In May, the Naval Undersea Warfare Center Division Newport issued a request for information (RFI) for modular payloads and enhancements that could achieve these aims. The organisation said the goal was “to research, discover and evaluate technologies that will accelerate the delivery of advanced capabilities to UUV platforms and will provide an asymmetrical warfare advantage during UUV operations”.
“The navy said the payload could be lethal or not, and could form part of the UUV or be able to be carried and deployed by it.”
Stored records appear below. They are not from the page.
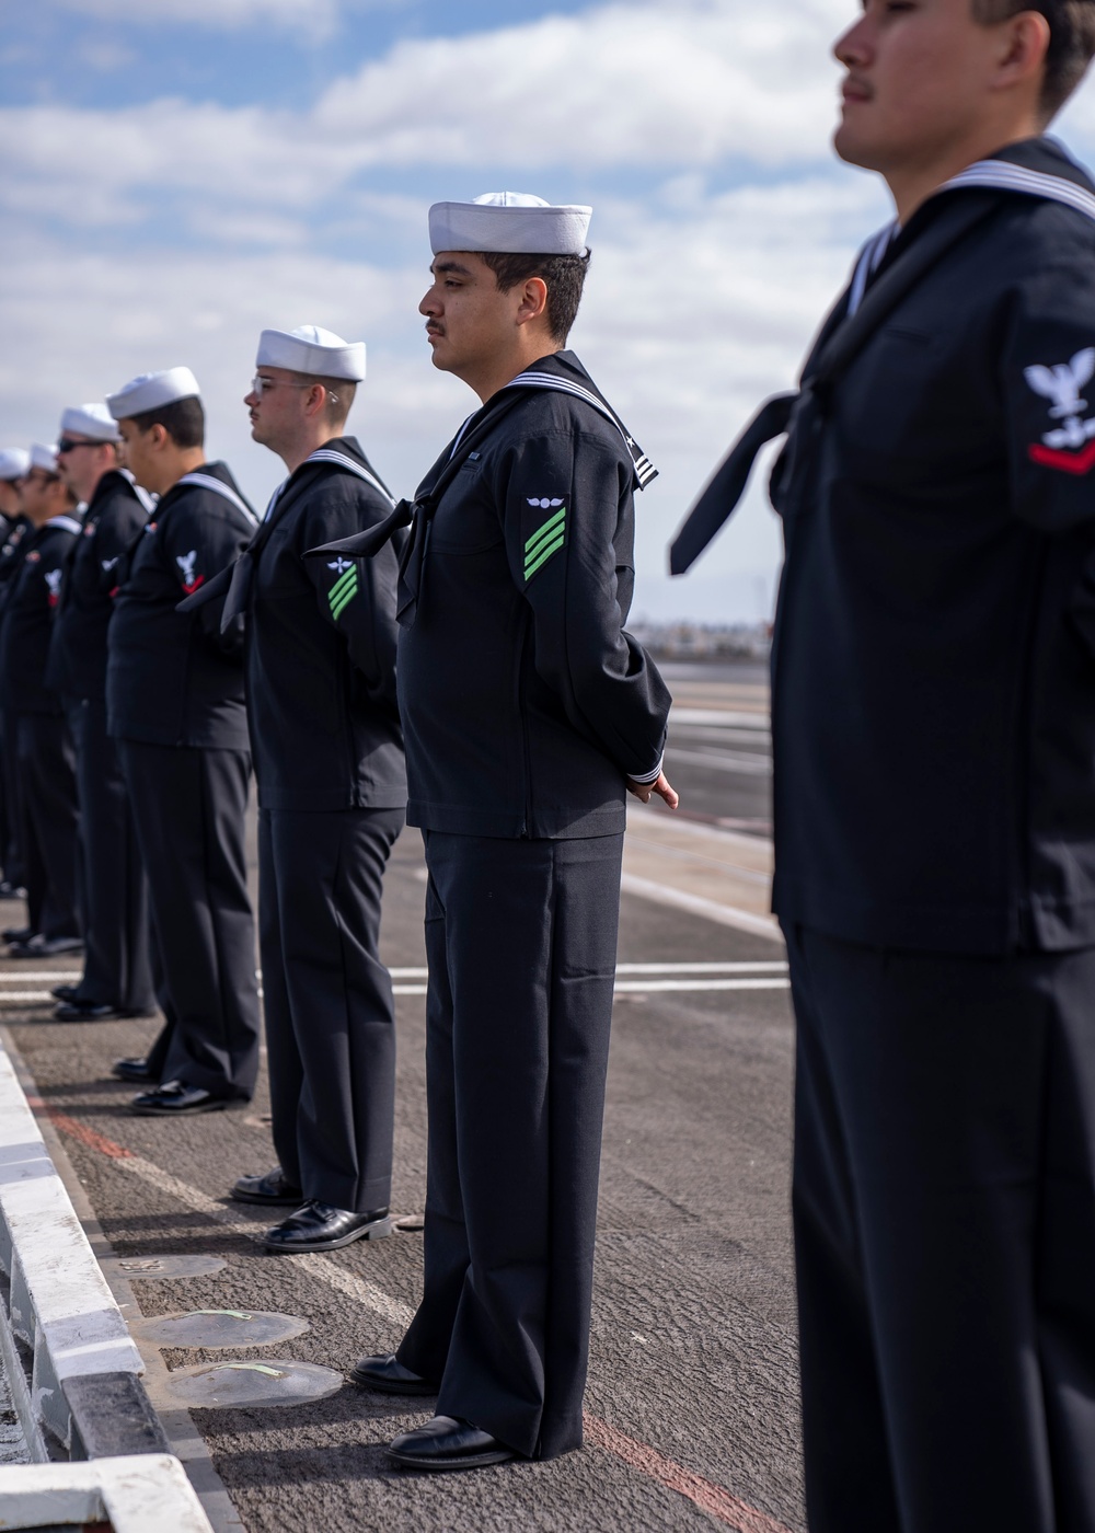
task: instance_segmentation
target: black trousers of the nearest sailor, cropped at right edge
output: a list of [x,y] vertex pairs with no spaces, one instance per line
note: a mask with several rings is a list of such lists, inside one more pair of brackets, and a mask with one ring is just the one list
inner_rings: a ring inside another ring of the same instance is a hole
[[811,1533],[1090,1533],[1095,950],[788,949]]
Engaging small vessels in the littoral environment can be risky, especially when attempting a stealthy operation. This is where armed UUVs could step in. The first RFI objective was to investigate UUV payloads that could stop or disable maritime vessels less than 50m in length – smaller than most military vessels. The navy said the payload could be lethal or not, and could form part of the UUV – weaponising the UUV itself – or be able to be carried and deployed by it. But it should not be readily reversible; in other words, the target should not be able to shake it off and go about its business.
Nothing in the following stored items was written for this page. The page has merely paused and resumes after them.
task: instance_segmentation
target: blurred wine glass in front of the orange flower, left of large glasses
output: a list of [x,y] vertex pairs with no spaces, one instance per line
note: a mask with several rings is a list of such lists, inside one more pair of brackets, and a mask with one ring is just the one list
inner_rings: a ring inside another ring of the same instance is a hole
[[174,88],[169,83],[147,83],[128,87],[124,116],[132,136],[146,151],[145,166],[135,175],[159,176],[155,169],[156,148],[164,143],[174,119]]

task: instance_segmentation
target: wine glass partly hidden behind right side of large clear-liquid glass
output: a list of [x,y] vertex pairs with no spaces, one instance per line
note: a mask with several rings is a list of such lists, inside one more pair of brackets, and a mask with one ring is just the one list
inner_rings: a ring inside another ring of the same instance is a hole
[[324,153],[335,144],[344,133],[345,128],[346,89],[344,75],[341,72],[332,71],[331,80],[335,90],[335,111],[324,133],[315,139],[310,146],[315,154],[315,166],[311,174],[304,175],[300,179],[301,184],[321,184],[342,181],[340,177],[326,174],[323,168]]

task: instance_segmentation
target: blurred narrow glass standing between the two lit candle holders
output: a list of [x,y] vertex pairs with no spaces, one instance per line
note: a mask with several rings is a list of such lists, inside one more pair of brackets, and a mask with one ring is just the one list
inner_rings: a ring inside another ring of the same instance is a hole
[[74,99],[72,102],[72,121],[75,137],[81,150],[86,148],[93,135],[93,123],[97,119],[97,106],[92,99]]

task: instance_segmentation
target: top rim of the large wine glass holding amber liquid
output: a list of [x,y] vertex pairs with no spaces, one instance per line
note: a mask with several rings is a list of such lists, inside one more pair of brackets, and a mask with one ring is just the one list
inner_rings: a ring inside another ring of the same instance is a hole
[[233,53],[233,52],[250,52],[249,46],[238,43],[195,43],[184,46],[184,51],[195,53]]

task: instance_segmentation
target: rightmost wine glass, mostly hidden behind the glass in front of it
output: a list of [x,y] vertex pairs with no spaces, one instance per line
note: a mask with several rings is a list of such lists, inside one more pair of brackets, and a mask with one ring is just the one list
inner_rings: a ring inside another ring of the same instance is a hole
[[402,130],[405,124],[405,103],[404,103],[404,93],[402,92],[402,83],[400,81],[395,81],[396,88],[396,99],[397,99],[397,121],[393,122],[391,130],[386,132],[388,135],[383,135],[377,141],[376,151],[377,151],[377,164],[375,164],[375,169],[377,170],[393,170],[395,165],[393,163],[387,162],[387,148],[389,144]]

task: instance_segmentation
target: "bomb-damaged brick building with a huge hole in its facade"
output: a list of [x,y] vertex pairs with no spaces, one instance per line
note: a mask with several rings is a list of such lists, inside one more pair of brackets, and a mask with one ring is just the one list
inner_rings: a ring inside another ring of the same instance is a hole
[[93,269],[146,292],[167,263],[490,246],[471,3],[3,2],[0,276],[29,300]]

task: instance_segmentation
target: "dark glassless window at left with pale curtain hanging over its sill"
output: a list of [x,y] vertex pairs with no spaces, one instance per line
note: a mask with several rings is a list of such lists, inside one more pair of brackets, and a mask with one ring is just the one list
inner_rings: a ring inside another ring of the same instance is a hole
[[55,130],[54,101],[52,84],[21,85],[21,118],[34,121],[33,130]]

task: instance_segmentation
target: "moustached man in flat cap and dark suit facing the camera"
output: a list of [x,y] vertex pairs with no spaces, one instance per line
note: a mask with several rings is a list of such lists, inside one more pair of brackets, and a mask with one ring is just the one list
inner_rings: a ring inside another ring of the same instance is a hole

To get this effector payload to the target accurately, the second objective of the RFI is to make UUVs faster and improve positional and placement accuracy. In keeping with the navy’s modular theme, they should be easily integrated into existing technology.
While these technologies could transform future littoral combat, do not expect to see any resulting proposed solutions in action anytime soon.
Chatmas explained: “The US Navy often leverages requests for information as a means to keep abreast on technology-related trends and for industry to share information, best practices, technology solutions and cost estimates for various systems or equipment. Information received is reviewed and evaluated for possible future use. Further comment regarding any RFI would be speculative in nature.”